A coalition of clergy carried a "False Idol" to the Occupy Wall Street encampment in Zuccotti Park, Sunday, Oct. 9, 2011 in New York. Having started in New York, Occupy Wall Streets demonstrations now take place all across the United States, as protesters speak out against corporate greed and the gap between the rich and the poor.
(HENNY RAY ABRAMS - AP)
Over the past few weeks, I have traveled both to “Liberty Plaza” to see for myself the young people “occupying” Wall Street and to Abu Dhabi to meet with CEO’s and business leaders at a World Economic Forum summit. While the two forums couldn’t have been more different, I was surprised to find that the heart of their concerns were the same.

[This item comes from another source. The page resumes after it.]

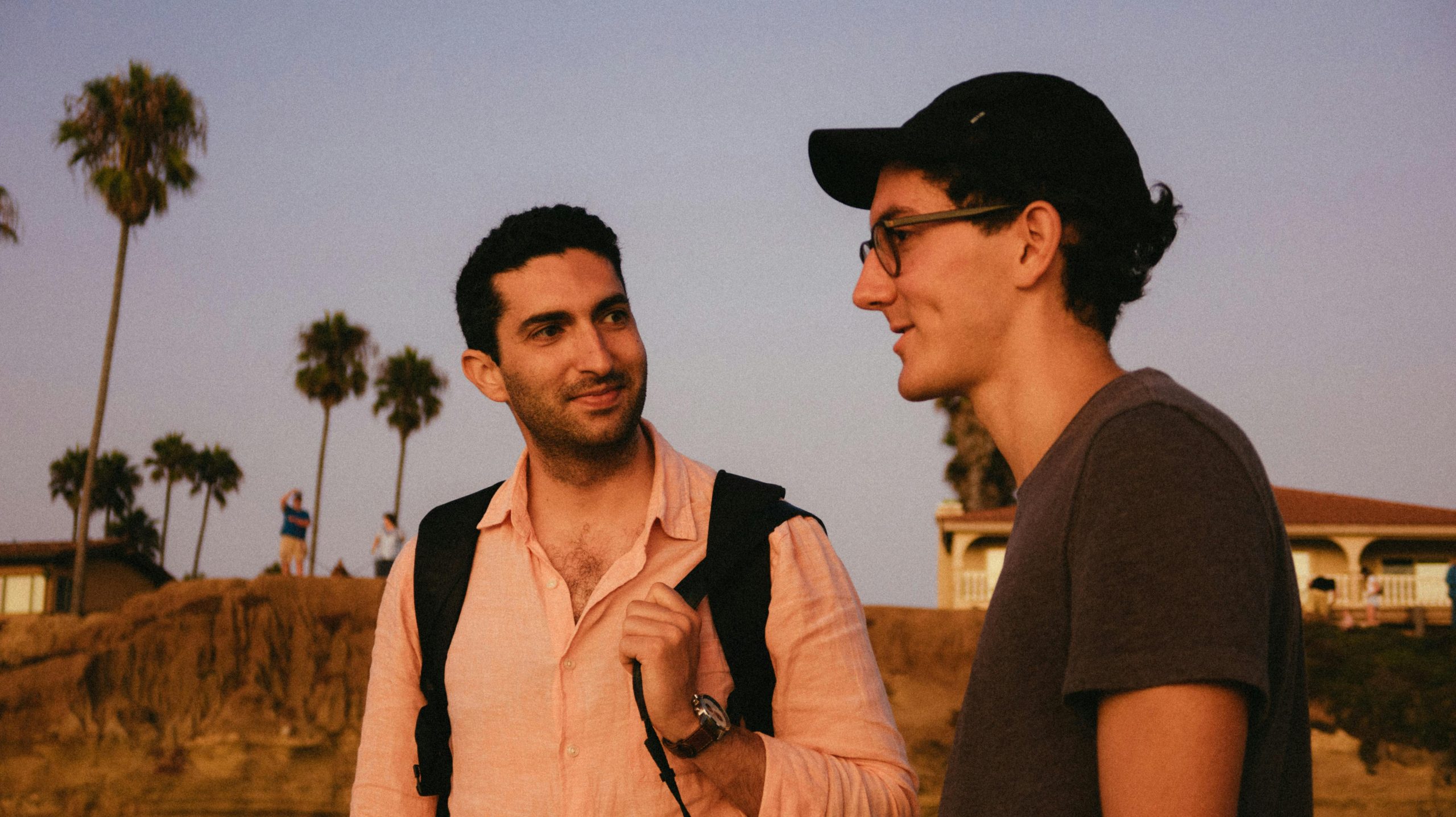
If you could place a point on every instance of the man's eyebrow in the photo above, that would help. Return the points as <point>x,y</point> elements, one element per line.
<point>892,213</point>
<point>557,317</point>
<point>609,304</point>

Both groups believe that our current governmental and economic systems are broken and that change will require both structural and moral overhaul.
In both places, it seemed that God was in the air. Side conversations with orthodox Jews and Presbyterians at Abu Dhabi indicated that religion is being listened to and reflected upon in the midst of this economic crisis. I could tell many stories now (but I won’t) of CEO’s coming to talk privately, like Nicodemus at night in the Gospel story, to privately confess the sins of their industry. And then, stories of young people who think they have rejected religion but talk fondly about Jesus and how he might be with them in the park, overturning the money changers tables and preaching a better way of life. In particular, there were questions in both places about the concept put forward in the Hebrew Scriptures of the “Jubilee” where, periodically, debts were to be forgiven, slaves set free, and land returned to its original owners for the purpose of countering great inequities. Young student economics majors and middle-aged MBA professors, who are also lay church leaders, were equally interested in this “biblical economics.”

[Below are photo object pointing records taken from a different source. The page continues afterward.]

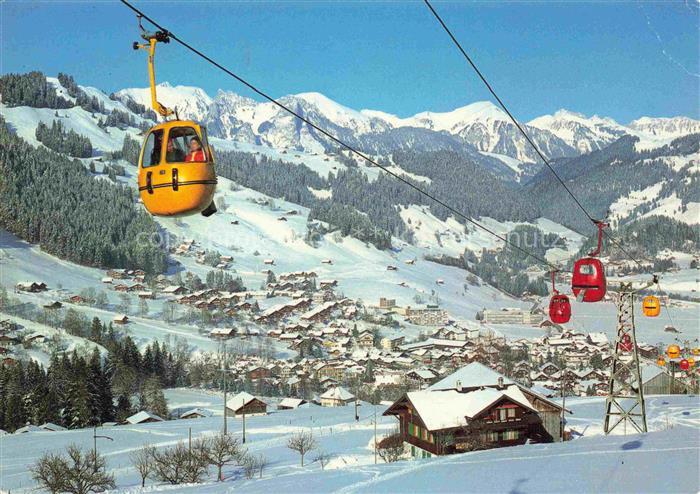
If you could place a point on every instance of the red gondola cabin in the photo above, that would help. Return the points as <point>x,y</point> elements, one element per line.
<point>559,309</point>
<point>589,276</point>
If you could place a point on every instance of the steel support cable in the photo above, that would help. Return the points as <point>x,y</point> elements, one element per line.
<point>350,148</point>
<point>520,128</point>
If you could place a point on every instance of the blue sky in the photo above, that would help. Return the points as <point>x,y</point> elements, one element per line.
<point>619,59</point>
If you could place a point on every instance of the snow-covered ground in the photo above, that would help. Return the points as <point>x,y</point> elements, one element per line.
<point>667,459</point>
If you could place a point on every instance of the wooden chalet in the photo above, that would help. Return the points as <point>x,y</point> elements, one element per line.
<point>474,408</point>
<point>31,286</point>
<point>245,404</point>
<point>291,403</point>
<point>142,417</point>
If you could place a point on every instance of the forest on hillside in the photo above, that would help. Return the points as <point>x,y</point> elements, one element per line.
<point>54,201</point>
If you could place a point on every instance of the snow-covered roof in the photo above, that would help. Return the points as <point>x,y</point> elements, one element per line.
<point>50,426</point>
<point>471,376</point>
<point>650,371</point>
<point>598,338</point>
<point>423,373</point>
<point>291,402</point>
<point>196,411</point>
<point>141,416</point>
<point>29,428</point>
<point>239,400</point>
<point>338,393</point>
<point>449,409</point>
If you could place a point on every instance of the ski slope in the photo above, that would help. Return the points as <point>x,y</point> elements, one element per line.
<point>665,460</point>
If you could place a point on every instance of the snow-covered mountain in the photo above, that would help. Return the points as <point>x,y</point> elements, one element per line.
<point>488,128</point>
<point>480,126</point>
<point>583,133</point>
<point>190,102</point>
<point>666,128</point>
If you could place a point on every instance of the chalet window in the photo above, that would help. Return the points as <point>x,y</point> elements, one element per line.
<point>510,435</point>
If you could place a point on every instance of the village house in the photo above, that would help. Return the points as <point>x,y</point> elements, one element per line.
<point>512,316</point>
<point>420,378</point>
<point>245,404</point>
<point>474,408</point>
<point>431,315</point>
<point>222,333</point>
<point>195,413</point>
<point>365,339</point>
<point>333,371</point>
<point>319,313</point>
<point>290,403</point>
<point>31,286</point>
<point>391,343</point>
<point>174,290</point>
<point>337,396</point>
<point>143,417</point>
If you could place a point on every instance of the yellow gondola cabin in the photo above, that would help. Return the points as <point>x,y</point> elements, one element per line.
<point>176,164</point>
<point>651,306</point>
<point>173,180</point>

Traveling to “Liberty Plaza” and meeting the young people of Occupy Wall Street conjured up many old feelings. I remembered four decades ago, when I was a young protestor and found myself in the middle of a movement. Each night, the activities of students were on the evening news and we started to realize the power and responsibility of being able to put 10,000 people in the streets in a few hours time. Most of all, I recall the energy of feeling that you were at the center of a national and even global conversation. You grow up quickly.

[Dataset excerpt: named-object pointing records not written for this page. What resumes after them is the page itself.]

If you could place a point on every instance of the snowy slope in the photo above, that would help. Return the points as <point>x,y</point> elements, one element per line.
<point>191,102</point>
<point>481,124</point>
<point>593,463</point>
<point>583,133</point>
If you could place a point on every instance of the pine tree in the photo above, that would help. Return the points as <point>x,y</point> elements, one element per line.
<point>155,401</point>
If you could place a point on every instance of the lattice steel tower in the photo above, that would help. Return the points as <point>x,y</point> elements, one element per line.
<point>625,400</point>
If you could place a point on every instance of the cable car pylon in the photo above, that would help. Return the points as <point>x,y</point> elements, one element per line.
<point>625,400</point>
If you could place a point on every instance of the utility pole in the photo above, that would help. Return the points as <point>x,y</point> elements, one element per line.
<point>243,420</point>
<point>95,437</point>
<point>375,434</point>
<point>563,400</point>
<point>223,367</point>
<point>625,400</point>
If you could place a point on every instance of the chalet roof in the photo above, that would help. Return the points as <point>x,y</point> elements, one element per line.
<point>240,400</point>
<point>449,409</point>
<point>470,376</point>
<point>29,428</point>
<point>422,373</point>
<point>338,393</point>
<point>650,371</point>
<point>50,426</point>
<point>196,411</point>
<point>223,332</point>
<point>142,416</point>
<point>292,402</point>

The conversations I had with the young “occupiers” were both serious and thoughtful. Of course, they have ideas of concrete things that should and could change. But they are not reducing their occupation to a series of demands as some observers are asking for. Theirs is more a cry from the heart, from the soulof the nation over things that have gone very wrong. And that is often the role of a new generation, to articulate the things that others are feeling but are not able or free enough to express.
They represent a cry against an economic inequity that has grown to become greater than any time since the Great Depression, when things also came apart. My favorite sign of my visit said, “Democracy: Too Big to Fail.” Their message is really and mostly about that-the hunger for democracy to mean something again up against a market that is neither free nor fair, but rather rigged on behalf of the most wealthy and powerful. “We are the 99 percent” has become their rallying chant deliberately designed to challenge and trouble the one percent who seem now to control far too much.
A few days later I was in Abu Dhabi, for a meeting of the World Economic Forum, with about the same number of people who were in “Liberty Plaza”. The business leaders (and the handful of religious leaders that attended) were in agreement that we have an economy that is unfair, unsustainable, unstable and making a growing number of people unhappy. Those four “uns” kept coming up whether the discussants slept on feather beds in five star hotels or underneath tarps on the cement in Lower Manhattan. Everybody seemed to know or concede that some important things have gone bad and we can’t just keep doing what we have been and going in the same direction.
The economists and CEO’s in the Emirates were keenly interested in what the citizen economists of Occupy Wall Street were thinking; even if they found it a little unnerving and even annoying. My role in this elite economic salon, in the most surreal of exotic locations, was to chair a Council on Values and Decision-Making. And the discussion in the equally surreal encampment on the pavement in the financial district was also about values and how we might decide things in better ways.
I continue to find it a little surprising and even funny that the practitioners of the global economy have turned to some leaders from the faith community to carry on a dialogue with business and politics about the meaning and goal of a “moral economy” (their language). And, similarly, in a decidedly secular environment of “20 somethings” at the Occupation it was quite astounding to see (from last Sunday), pictures of a procession of people holding up a paper machete golden calf; but after a closer look--a golden bull! On the side were the words “A False Idol.” And it was even more amazing to hear people walking alongside the human train actually chanting the Beatitudes from Jesus’ Sermon on the Mount! I can’t remember ever hearing even Christians chanting the Beatitudes in their churches!
The words to the old song from my earlier days of protest came to mind during my two trips last week: Something’s happening here. What it is ain’t exactly clear. It may not yet be clear, but it sure is fascinating.